# Aquablue+ or Ultra Sun w/ Flora Sun



## Cloozoe (Feb 14, 2010)

Hi all,

New to the forum and new to aquarium lighting.

Just replaced a cheesy t8 15w fixture with a 2 x 24 T5 HO. Bought it (barely) used and it came with 1 Giesemann Aquablue+ and 1 Giesemann Actinic+. Obviously a reef rig, based on what I read about the bulbs. I have a 26 gal bowfront (18" h) freshwater planted aquarium, so I picked up a couple of Zoo Med bulbs which were available locally; a 6500k Ultra Sun and a 5000k Flora Sun, thinking they'd be more suitable.

Thing is, I prefer the look of the Aquablue+ (blue-ish looking light) with the Flora Sun to the Ultra Sun (looks just kinda white) with the Flora Sun. Any down side to this in terms of plant growth?

Thanks!


----------



## Newt (Apr 1, 2004)

The Aquablue would be fine but not the actinic.
Actinic doesnt do much for plants as the wavelength (460nm) is just beyond the action spectrum for absorption for photosynthesis.
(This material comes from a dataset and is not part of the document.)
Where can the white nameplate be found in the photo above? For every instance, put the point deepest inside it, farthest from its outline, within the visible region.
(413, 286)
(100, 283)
http://www.giesemann.de/78,2,,.html


----------



## Cloozoe (Feb 14, 2010)

Thanks; much appreciated.


----------



## bsmith (Dec 13, 2006)

I bought a coralife t5 unit from another hobbyist and it came with a daylight and an actinic bulb. I really likes the way the actinic bulb looked later in the day for evening viewing. I didn't leave it on the tank but if I had a tank that has a canopy over it I would probly throw one in there for that purpose.


----------